Her soft laughter floated back toward me as I took in my surroundings, and the thing that most struck me, now that I could actually see in the dark wood, was the fact that the forest itself truly seemed to be alive. While I’d had that feeling before, experiencing it up close was entirely different.

Unless she was asleep, my sister, Sofia, was constantly in motion, as if she just couldn’t sit still. The dark wood moved like that. As if it were breathing. Fidgeting. Waiting impatiently to be given something to do.

Or someone to eat.

Vines slowly coiled, wrapping around branches or twisting their way toward the ground. Limbs swayed without the aid of the wind. Branches seemed to grasp for me as I walked, like hands reaching out from the darkness. But for the first time in my life, I could see well enough to smack at fluttering, stick-like bugs the size of my palm when they tried to land on my arms and shoulders. I could sidestep a deep shadow blinking at me from beneath a clump of underbrush—a shadow that appeared to have teeth.

“Adele?” My grandmother turned to look back at me, and I scurried to catch up.

“Sorry. I don’t understand what’s happening. I’m a werewolf?”

“Yes.”

“How is that possible, if I wasn’t scratched or bitten?”

“You were not infected by the beast you killed. However, your transformation was triggered by your contact with it. The wolf has always been in your blood. This has always been your fate.”

“What does that mean? And how did you know that was me?” I gestured, one-handed, in the direction of the spot where she’d found me. “How did you know I would be out here?”

Her smile felt strangely reassuring. “Tonight is the full moon, child. You were born under this moon, sixteen years ago.” She stepped over a thick root as it rippled up from the dirt in her path, moving with the ease of a much younger woman. With more grace and quicker reflexes than I’d ever seen from her. “Your mother and I have been planning for this day for a very long time.”

“You planned for my candle to go out on the path? For me to be attacked by a—?” And suddenly I understood. “You made this happen. Why? How?”

“Your mother rigged the lantern. I released the wolf.”

“I—what?” I stopped, and when she realized—again—that I wasn’t following, my grandmother turned, impatience flickering behind her pale eyes. “Where did you get a werewolf? Why would you send him after me?”

“Her,” Gran corrected. “I tracked and captured her this morning. Unfortunately, I was too late to stop her from attacking a merchant wagon.” Her shoulders slumped beneath the weight of a failure more profound than anything I could imagine. “I think it was on the way from Oldefort. The driver and his wife both lost their lives.”

“We weren’t expecting a merchant.” They were few and far between in the winter months, and when Oakvale was forced to send people through the forest for emergency supplies during the harshest part of the year, the village watch always sent an escort with them. The group invariably left in the middle of the day, heavily armed, carrying torches and lanterns. We hadn’t lost any merchants in several years.

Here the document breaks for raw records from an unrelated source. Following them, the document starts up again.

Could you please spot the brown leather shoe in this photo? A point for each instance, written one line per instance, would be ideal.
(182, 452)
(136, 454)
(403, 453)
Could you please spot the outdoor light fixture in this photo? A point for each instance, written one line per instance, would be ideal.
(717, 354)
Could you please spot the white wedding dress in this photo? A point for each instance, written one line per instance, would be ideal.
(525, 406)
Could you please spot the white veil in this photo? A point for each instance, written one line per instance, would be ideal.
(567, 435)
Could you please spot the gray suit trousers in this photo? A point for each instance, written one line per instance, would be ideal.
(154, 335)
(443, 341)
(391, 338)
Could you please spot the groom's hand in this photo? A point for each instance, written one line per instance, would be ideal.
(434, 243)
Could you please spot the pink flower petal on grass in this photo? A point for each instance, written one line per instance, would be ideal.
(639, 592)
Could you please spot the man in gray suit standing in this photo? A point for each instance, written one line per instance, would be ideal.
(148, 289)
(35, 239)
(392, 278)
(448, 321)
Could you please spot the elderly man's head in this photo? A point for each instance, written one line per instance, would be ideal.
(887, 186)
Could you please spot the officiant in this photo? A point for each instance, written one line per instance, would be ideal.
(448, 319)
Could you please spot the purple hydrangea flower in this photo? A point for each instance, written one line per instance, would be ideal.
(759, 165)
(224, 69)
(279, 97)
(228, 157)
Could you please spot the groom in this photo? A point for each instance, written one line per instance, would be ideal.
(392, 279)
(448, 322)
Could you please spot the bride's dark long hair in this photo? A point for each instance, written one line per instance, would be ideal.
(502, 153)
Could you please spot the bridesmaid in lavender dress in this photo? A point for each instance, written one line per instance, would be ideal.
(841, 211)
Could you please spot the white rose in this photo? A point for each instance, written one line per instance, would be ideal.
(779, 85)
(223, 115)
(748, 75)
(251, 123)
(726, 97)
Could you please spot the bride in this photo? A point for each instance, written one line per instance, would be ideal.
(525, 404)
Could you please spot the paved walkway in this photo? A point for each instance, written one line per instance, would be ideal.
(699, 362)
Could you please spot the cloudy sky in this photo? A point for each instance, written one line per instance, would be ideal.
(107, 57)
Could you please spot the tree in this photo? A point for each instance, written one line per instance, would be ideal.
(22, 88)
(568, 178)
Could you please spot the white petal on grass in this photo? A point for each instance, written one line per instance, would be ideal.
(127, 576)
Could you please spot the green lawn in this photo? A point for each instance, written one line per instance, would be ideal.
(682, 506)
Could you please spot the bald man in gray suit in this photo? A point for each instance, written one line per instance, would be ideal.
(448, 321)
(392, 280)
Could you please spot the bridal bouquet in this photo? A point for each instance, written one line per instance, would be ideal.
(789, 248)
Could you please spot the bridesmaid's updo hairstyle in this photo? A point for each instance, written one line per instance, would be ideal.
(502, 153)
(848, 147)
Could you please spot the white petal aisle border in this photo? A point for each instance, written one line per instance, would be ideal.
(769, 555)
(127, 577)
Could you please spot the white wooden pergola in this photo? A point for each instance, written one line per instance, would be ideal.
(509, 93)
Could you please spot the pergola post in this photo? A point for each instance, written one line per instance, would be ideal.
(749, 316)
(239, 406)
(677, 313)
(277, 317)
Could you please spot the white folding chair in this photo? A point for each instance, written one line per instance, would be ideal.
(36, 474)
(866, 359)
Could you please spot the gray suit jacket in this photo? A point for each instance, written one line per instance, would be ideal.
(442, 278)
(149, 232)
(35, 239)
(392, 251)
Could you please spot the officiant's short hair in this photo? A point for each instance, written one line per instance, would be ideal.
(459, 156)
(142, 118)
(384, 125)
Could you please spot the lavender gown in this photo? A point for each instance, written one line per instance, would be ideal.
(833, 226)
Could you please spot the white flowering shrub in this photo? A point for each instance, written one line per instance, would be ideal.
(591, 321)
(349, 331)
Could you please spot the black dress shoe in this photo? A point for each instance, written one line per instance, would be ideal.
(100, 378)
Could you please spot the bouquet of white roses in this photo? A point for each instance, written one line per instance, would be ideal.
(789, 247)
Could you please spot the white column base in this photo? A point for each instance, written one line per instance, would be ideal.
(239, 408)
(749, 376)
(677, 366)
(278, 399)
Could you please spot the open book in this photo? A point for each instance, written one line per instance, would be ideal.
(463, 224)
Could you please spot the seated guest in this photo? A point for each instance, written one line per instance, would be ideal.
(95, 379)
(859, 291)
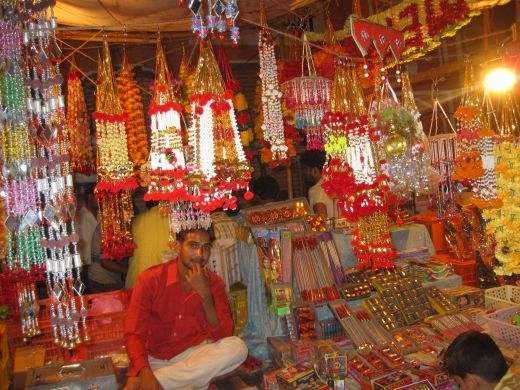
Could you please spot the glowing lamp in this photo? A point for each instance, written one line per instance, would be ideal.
(500, 79)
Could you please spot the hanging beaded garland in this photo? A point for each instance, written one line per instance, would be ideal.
(114, 169)
(23, 252)
(217, 162)
(219, 16)
(78, 123)
(352, 172)
(53, 175)
(167, 173)
(309, 94)
(272, 126)
(132, 105)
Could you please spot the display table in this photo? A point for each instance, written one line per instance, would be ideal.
(404, 238)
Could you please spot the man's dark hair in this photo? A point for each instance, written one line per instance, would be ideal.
(475, 353)
(313, 158)
(265, 187)
(181, 236)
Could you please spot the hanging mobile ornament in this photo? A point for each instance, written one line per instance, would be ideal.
(442, 155)
(309, 94)
(114, 169)
(272, 126)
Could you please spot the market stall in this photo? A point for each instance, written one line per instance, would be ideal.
(421, 246)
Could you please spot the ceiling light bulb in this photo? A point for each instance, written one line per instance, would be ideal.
(500, 79)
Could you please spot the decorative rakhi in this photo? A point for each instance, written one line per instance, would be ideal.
(219, 16)
(78, 123)
(272, 126)
(131, 102)
(114, 169)
(503, 222)
(442, 156)
(352, 174)
(217, 163)
(167, 173)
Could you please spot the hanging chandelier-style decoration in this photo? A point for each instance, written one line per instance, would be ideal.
(78, 123)
(114, 168)
(272, 117)
(212, 18)
(352, 172)
(442, 157)
(405, 144)
(132, 105)
(309, 94)
(217, 163)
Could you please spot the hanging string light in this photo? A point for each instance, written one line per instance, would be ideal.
(309, 94)
(114, 169)
(212, 18)
(78, 123)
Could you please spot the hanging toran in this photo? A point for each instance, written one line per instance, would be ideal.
(132, 105)
(406, 157)
(308, 96)
(442, 157)
(474, 162)
(78, 123)
(352, 172)
(217, 163)
(114, 169)
(503, 222)
(509, 117)
(167, 174)
(272, 117)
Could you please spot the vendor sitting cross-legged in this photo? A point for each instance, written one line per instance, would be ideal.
(179, 326)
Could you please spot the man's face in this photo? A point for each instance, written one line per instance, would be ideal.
(195, 249)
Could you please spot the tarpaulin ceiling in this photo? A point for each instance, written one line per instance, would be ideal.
(151, 15)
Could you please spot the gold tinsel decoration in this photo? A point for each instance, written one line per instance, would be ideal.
(132, 104)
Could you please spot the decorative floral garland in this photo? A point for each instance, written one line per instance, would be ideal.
(217, 164)
(114, 169)
(273, 130)
(504, 221)
(81, 153)
(131, 102)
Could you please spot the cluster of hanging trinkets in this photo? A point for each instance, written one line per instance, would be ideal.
(38, 185)
(213, 18)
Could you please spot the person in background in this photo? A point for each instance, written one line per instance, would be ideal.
(104, 274)
(179, 326)
(312, 162)
(151, 234)
(474, 361)
(265, 188)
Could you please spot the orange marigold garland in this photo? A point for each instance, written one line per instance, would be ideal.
(352, 173)
(474, 163)
(78, 123)
(131, 102)
(114, 169)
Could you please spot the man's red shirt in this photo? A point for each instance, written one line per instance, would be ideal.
(164, 320)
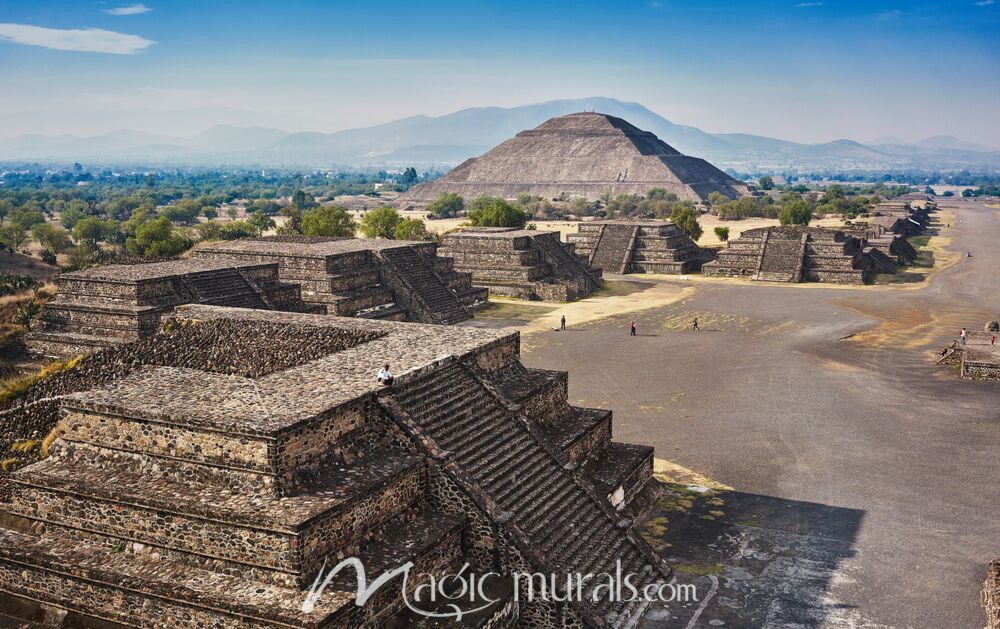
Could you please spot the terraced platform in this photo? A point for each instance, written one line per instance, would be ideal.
(521, 263)
(370, 278)
(215, 489)
(625, 246)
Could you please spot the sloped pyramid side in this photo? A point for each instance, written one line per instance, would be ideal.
(584, 154)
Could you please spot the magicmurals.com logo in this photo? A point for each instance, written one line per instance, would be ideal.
(448, 591)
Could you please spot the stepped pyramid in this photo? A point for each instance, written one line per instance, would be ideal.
(585, 155)
(362, 277)
(795, 254)
(208, 490)
(114, 304)
(522, 263)
(628, 246)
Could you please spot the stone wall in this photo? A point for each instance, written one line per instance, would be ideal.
(991, 595)
(520, 263)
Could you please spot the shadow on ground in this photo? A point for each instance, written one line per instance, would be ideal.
(756, 561)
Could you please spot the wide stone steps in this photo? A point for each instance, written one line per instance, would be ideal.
(138, 588)
(495, 449)
(289, 535)
(611, 249)
(440, 301)
(224, 286)
(562, 261)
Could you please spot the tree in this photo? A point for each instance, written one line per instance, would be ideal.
(237, 230)
(686, 217)
(72, 212)
(54, 239)
(93, 230)
(496, 212)
(268, 206)
(26, 217)
(716, 198)
(80, 257)
(302, 200)
(13, 235)
(157, 238)
(380, 222)
(260, 222)
(409, 176)
(328, 220)
(186, 211)
(411, 229)
(209, 230)
(447, 205)
(796, 212)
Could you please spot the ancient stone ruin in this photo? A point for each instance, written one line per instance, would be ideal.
(371, 278)
(380, 279)
(584, 155)
(622, 246)
(991, 595)
(208, 483)
(794, 254)
(114, 304)
(521, 263)
(978, 358)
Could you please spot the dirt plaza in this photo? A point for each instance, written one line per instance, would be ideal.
(825, 472)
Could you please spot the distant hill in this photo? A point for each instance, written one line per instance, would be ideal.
(445, 141)
(952, 143)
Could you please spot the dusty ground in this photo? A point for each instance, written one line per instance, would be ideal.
(855, 483)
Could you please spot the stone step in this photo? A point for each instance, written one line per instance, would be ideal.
(349, 302)
(580, 432)
(620, 465)
(143, 589)
(59, 344)
(290, 535)
(433, 295)
(545, 500)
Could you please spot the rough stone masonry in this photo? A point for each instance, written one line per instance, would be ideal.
(210, 479)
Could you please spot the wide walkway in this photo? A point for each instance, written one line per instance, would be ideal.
(867, 478)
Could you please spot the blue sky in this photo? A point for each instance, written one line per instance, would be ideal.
(806, 71)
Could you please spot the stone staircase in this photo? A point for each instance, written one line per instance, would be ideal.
(110, 305)
(781, 258)
(358, 277)
(166, 522)
(429, 298)
(223, 287)
(550, 513)
(614, 240)
(564, 263)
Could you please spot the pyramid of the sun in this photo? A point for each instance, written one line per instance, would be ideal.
(584, 155)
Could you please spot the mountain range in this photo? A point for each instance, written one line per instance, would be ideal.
(444, 141)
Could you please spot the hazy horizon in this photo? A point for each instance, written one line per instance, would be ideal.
(801, 71)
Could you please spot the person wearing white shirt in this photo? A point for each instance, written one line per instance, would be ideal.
(385, 376)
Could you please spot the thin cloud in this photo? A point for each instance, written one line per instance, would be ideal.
(887, 16)
(128, 9)
(74, 39)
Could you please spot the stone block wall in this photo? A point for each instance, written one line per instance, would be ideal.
(520, 263)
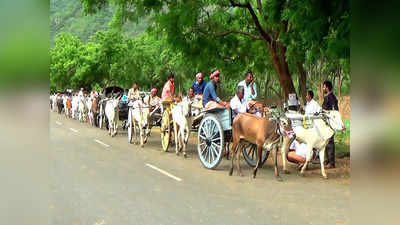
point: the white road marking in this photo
(102, 143)
(72, 129)
(164, 172)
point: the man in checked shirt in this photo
(330, 103)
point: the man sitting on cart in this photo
(196, 103)
(199, 84)
(168, 89)
(239, 104)
(210, 97)
(133, 93)
(154, 99)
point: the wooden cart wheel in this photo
(129, 126)
(210, 145)
(250, 154)
(165, 129)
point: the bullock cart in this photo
(215, 132)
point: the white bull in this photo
(316, 137)
(182, 120)
(112, 114)
(140, 115)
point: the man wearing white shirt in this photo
(238, 103)
(311, 106)
(250, 88)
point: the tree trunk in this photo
(302, 81)
(282, 69)
(320, 93)
(340, 82)
(266, 90)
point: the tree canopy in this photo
(287, 44)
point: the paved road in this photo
(96, 179)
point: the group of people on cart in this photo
(203, 95)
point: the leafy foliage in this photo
(186, 37)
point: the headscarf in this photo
(215, 73)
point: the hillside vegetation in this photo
(67, 16)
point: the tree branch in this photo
(253, 36)
(264, 34)
(259, 8)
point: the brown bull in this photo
(260, 131)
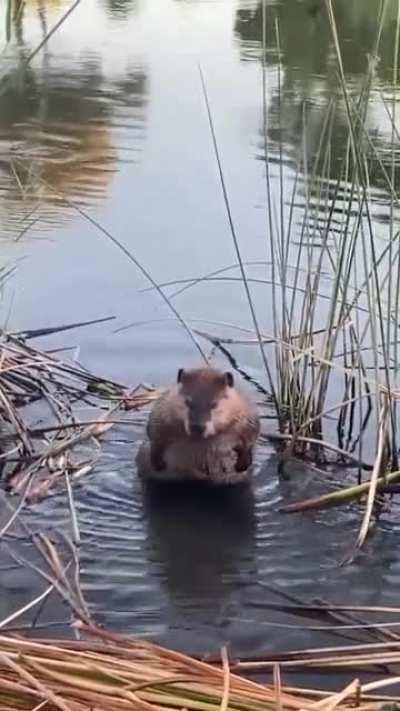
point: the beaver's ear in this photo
(229, 379)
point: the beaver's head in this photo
(205, 393)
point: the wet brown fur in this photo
(203, 399)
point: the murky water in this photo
(108, 121)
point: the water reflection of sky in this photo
(110, 114)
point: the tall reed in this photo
(334, 275)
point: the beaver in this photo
(200, 428)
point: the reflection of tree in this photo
(55, 129)
(309, 72)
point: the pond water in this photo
(108, 120)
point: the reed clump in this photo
(49, 410)
(108, 671)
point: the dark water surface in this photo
(109, 118)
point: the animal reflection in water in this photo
(202, 428)
(201, 543)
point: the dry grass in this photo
(108, 671)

Oldefort, evidently, was not so fortunate.

Gran nodded gravely. “My greatest sorrow is that I cannot protect the ones I don’t know to expect.”

“Protect them? How would you protect a caravan, alone in the dark wood? And how did you capture a werewolf?” I blinked at her in the shadows. “I don’t understand how any of this is possible.”

Gran glanced pointedly at the ground near my feet, and I looked down to see another woody vine reaching for my ankle. “They aren’t always that slow,” she said. “They’re still testing you.”